Short answer: No. Note that the worst case of this algorithm is when all elements are blue. In such case, you will need $2\cdot n$ swaps in the worst case. When all elements are blue the number of swaps can be zero.
Optimal algorithm:
I think that the following algorithm is the optimal one:
- Count the number of Reds, Blues and Whites in the array.
- Denote $n_{color}$ the number of elements of $color\in \{ Blue,Red,White \}$ in the array.
- Define $i=0, j=n_{Red}-1$, and $k=n_{Blue}+n_{Red}-1$, i.e., counters over the Reds,Blues and Whites arrays in the corresponding , respectively.
- Increase i,j,k until either the counter is lager than the size of the corresponding array (i.e., $i=n_{Red},j=n_{Blue}+n_{Red}$ and $k=n$), or that the corresponding element is not in the appropriate color (i.e., $a[i]$ is not red, $a[j]$ is not blue, $a[k]$ is not white).

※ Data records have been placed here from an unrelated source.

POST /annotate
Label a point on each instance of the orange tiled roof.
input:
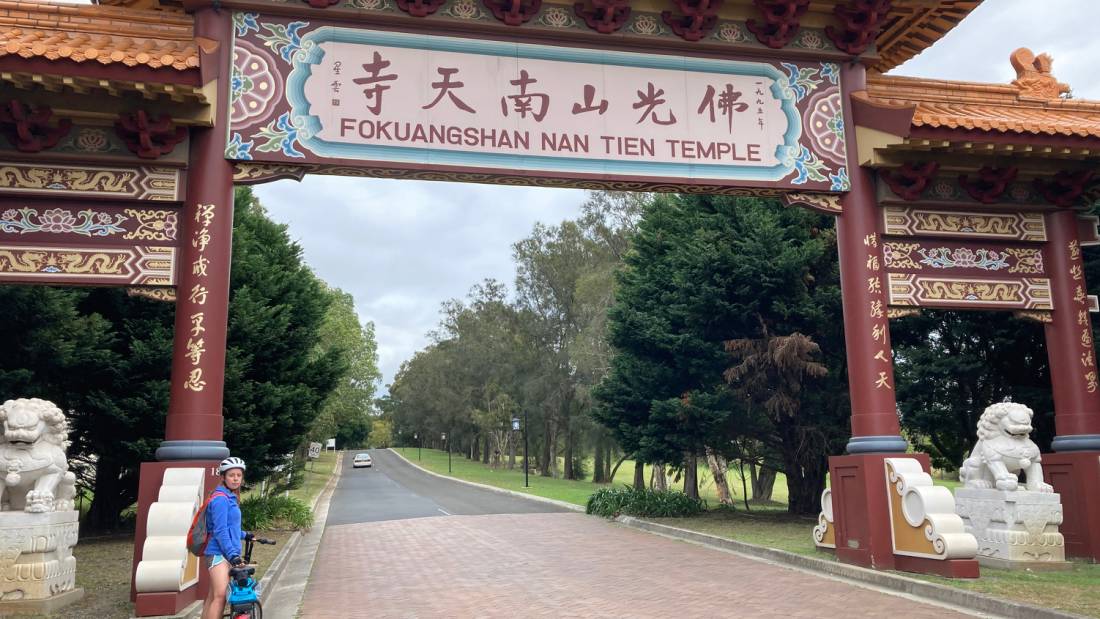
(97, 34)
(987, 107)
(912, 25)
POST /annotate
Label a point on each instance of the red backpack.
(197, 535)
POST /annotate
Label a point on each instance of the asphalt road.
(393, 489)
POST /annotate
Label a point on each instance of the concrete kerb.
(888, 581)
(283, 586)
(494, 488)
(275, 570)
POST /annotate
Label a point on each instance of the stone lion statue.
(1003, 450)
(32, 457)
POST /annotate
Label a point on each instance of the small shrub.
(275, 511)
(646, 504)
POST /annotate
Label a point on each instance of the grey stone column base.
(191, 450)
(877, 444)
(1076, 443)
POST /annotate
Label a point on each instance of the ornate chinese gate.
(125, 128)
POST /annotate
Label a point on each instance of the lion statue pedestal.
(1015, 528)
(37, 523)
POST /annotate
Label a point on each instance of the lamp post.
(448, 453)
(515, 426)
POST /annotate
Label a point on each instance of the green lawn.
(1076, 590)
(561, 489)
(317, 475)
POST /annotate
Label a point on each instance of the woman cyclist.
(223, 524)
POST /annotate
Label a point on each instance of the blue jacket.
(223, 524)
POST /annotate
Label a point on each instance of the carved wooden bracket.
(149, 139)
(911, 179)
(990, 185)
(30, 131)
(605, 17)
(513, 12)
(780, 21)
(420, 8)
(1066, 187)
(696, 20)
(860, 21)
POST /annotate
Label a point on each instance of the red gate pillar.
(194, 427)
(861, 515)
(1075, 470)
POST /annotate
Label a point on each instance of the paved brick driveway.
(563, 565)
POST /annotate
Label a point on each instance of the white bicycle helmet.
(231, 463)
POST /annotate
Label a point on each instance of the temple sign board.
(308, 92)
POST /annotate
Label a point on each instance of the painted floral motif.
(730, 33)
(645, 24)
(253, 85)
(810, 40)
(1027, 261)
(800, 81)
(898, 255)
(284, 40)
(839, 180)
(1020, 192)
(806, 165)
(281, 135)
(244, 22)
(92, 141)
(944, 189)
(59, 221)
(557, 18)
(239, 150)
(963, 257)
(824, 124)
(464, 10)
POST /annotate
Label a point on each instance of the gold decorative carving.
(902, 312)
(826, 202)
(153, 293)
(924, 222)
(825, 531)
(1029, 261)
(134, 183)
(899, 255)
(153, 224)
(1043, 317)
(917, 290)
(150, 266)
(249, 174)
(1034, 78)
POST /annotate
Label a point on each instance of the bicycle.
(242, 600)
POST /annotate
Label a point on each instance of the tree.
(347, 411)
(276, 378)
(706, 269)
(382, 434)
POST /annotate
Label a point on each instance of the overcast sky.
(402, 247)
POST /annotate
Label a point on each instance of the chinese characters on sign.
(1081, 300)
(877, 308)
(197, 296)
(441, 100)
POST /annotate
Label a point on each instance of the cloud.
(402, 247)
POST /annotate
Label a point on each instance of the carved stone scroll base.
(36, 562)
(1013, 527)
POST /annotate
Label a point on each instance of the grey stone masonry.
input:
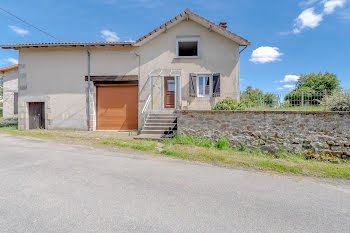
(273, 131)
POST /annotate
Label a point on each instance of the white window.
(187, 47)
(204, 86)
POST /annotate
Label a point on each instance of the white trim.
(188, 39)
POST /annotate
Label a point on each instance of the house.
(186, 63)
(10, 90)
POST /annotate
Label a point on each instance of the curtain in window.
(216, 85)
(193, 85)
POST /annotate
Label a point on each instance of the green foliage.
(243, 147)
(255, 97)
(312, 87)
(318, 82)
(251, 97)
(222, 144)
(339, 101)
(228, 104)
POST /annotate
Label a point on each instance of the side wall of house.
(10, 85)
(55, 76)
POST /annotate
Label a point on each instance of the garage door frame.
(113, 84)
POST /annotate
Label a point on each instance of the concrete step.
(165, 127)
(161, 117)
(151, 121)
(161, 124)
(162, 111)
(158, 131)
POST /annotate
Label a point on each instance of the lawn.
(200, 149)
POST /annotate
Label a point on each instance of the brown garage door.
(117, 107)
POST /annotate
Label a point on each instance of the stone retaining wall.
(271, 131)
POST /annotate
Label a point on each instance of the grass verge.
(202, 150)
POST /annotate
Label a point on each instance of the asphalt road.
(52, 187)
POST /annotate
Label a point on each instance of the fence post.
(302, 99)
(325, 99)
(263, 102)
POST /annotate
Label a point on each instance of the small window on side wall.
(187, 47)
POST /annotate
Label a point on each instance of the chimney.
(223, 24)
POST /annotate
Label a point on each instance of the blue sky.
(288, 37)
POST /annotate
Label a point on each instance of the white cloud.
(290, 78)
(266, 54)
(307, 19)
(19, 31)
(12, 60)
(109, 36)
(307, 3)
(330, 5)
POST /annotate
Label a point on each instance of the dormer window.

The algorithm stops iff when all counters are lager than the size of the corresponding array $i=n_{Red},j=n_{Blue}+n_{Red}$ and $k=n$.

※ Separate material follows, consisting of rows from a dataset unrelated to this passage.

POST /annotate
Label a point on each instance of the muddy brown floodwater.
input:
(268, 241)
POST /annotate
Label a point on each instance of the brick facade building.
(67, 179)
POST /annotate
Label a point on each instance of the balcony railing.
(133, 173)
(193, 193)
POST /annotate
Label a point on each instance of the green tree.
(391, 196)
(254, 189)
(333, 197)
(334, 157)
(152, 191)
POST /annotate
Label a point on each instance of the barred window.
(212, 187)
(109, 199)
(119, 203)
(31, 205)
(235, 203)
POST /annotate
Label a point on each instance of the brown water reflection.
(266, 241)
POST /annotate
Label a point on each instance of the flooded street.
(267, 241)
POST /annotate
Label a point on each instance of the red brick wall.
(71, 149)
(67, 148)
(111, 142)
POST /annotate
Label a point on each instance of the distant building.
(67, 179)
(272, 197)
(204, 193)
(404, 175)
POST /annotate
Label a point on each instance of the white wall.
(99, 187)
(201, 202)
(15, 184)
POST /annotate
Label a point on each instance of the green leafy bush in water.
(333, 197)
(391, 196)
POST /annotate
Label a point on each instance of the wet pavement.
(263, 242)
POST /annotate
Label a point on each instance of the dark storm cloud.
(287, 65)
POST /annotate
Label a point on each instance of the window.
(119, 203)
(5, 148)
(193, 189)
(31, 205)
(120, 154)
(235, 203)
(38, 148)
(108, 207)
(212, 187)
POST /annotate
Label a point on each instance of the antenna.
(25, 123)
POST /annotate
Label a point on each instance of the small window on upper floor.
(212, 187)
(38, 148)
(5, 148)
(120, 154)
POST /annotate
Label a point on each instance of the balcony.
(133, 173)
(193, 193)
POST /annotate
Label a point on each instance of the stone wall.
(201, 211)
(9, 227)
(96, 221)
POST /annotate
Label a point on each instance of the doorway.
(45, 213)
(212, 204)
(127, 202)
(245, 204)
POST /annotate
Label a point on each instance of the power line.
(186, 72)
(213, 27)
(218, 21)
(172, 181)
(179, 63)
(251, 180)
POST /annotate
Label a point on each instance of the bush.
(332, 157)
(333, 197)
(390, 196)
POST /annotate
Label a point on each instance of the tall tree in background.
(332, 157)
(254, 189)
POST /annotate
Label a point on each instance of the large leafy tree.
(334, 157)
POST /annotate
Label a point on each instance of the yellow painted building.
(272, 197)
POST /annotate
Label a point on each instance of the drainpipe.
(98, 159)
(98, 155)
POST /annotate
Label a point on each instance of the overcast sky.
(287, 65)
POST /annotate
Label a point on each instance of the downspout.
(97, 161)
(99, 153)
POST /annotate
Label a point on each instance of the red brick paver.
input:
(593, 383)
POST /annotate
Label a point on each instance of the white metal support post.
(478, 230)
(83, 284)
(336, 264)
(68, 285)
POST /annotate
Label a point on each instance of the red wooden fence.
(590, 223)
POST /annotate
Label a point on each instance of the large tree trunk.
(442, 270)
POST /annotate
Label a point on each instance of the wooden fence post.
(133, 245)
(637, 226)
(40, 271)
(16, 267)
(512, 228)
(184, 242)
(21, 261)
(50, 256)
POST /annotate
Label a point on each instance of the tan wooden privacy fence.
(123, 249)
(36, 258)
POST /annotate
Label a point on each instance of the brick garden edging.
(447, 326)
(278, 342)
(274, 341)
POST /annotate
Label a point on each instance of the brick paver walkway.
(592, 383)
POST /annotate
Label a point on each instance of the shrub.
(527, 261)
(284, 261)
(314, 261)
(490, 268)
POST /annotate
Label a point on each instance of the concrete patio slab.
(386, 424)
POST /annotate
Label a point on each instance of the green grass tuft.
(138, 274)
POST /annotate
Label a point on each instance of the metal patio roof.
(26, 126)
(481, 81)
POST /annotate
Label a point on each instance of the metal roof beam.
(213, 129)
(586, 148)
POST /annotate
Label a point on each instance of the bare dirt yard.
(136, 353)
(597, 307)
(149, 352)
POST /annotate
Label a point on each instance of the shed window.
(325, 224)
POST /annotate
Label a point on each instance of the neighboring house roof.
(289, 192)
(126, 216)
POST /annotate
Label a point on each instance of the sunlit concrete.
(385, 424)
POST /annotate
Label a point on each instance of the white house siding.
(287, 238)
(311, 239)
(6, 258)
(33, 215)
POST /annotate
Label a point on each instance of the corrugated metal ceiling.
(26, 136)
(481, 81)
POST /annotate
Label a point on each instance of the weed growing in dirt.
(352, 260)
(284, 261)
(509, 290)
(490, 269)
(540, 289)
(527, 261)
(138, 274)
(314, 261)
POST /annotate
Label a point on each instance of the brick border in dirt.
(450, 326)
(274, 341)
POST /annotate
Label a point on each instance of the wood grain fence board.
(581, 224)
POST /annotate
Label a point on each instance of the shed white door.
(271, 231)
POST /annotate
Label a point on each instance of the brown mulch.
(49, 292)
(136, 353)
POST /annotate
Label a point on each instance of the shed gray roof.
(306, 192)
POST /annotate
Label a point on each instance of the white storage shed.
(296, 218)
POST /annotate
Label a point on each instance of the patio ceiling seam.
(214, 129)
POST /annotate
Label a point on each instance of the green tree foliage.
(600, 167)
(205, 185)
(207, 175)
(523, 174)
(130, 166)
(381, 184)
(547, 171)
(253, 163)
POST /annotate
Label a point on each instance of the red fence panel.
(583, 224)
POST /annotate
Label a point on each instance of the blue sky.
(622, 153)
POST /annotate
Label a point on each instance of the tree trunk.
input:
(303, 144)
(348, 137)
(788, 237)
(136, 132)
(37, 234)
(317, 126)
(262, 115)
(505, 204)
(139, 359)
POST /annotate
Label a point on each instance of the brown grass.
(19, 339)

Now, if $a[i]$ is blue and $a[j]$ is red, then we can swap between them, and increase the counters of $i$ and $j$ until possible. The same can be said if $a[i]$ is white and $a[k]$ is red or $a[j]$ is white and $a[k]$ is blue. Thus if there are two elements of $(a[i],a[j],a[k])$ with the same color- we can swap the corresponding pair, and increase the corresponding counters.

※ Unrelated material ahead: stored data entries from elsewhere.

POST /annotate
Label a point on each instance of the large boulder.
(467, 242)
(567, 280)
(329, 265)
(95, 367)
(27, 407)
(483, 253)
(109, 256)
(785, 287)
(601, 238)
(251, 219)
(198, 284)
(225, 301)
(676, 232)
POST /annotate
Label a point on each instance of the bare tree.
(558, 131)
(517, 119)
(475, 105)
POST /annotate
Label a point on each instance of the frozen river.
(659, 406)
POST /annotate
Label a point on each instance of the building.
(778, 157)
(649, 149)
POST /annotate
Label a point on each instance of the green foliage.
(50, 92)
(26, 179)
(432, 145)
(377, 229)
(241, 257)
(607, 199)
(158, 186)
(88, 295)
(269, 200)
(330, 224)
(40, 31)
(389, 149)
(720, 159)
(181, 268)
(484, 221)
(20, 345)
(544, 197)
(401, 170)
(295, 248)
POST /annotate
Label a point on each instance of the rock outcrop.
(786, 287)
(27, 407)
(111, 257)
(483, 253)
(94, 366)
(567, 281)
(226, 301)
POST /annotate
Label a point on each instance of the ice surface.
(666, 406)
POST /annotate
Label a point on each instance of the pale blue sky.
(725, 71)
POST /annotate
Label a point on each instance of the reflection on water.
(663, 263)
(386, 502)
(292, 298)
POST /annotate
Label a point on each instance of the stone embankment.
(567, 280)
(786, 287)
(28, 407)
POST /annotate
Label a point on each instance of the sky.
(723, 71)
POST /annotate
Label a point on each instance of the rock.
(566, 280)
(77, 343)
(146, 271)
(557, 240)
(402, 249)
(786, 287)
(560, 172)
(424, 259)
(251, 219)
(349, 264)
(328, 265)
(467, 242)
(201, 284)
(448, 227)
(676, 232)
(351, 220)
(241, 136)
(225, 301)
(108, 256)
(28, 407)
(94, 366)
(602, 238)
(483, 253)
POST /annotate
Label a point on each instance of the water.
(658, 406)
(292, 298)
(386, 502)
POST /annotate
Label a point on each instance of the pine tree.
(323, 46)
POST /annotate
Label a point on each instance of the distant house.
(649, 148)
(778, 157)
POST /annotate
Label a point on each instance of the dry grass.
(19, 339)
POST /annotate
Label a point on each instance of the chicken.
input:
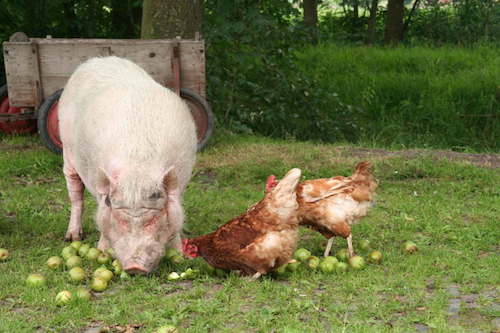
(259, 240)
(331, 205)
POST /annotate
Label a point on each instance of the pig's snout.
(135, 268)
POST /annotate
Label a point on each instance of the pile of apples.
(72, 261)
(340, 262)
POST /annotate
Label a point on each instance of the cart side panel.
(58, 60)
(21, 67)
(192, 55)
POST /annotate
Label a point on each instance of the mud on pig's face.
(133, 217)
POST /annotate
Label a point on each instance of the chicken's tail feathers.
(286, 186)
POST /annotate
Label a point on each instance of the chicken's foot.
(328, 247)
(349, 246)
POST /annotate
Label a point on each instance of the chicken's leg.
(349, 245)
(328, 247)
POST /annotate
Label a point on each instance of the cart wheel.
(48, 123)
(13, 127)
(202, 115)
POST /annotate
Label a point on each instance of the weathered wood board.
(58, 58)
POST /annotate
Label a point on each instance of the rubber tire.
(202, 104)
(43, 113)
(186, 94)
(4, 93)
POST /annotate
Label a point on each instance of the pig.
(132, 144)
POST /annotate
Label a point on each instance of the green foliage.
(446, 97)
(459, 22)
(255, 83)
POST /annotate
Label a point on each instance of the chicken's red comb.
(271, 183)
(188, 249)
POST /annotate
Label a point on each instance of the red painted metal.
(53, 125)
(17, 126)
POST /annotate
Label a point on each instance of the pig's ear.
(104, 182)
(170, 179)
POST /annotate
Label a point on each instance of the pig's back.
(113, 112)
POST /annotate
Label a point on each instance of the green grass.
(419, 96)
(450, 209)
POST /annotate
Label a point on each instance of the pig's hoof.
(72, 236)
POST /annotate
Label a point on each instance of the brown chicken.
(331, 205)
(261, 239)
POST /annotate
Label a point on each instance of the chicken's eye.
(150, 223)
(156, 196)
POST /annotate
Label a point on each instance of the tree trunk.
(408, 19)
(394, 24)
(171, 18)
(355, 11)
(372, 22)
(311, 17)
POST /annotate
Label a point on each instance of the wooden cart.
(37, 70)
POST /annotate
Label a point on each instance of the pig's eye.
(150, 223)
(156, 196)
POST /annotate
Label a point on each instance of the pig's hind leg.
(75, 188)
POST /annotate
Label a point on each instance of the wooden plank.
(37, 83)
(58, 58)
(19, 66)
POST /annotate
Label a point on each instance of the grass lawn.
(449, 208)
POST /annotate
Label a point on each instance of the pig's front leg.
(75, 188)
(175, 219)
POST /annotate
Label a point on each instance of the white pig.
(132, 143)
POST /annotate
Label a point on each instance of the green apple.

In the edge case where $a[i]$ is blue and $a[j]$ is white, and $a[k]$ is red, we must do $2$ swaps. The same happens if $a[i]$ is white and $a[j]$ is red, and $a[k]$ is blue.
The number of swaps in such algorithm is at most $\frac{2}{3}n$, in case the array begins with $\frac{n}{3}$ blues, continues with $\frac{n}{3}$ whites, and ends with $\frac{n}{3}$ reds.
I think that this is the optimal algorithm, I will try to show later the correctness.
2.Is the algorithm applicable if there are 4 colors to be partitioned?
I think it does. In the worst case, you can use counting sort, which runs at $O(nk)$ given $n$ elements and $k$ colores.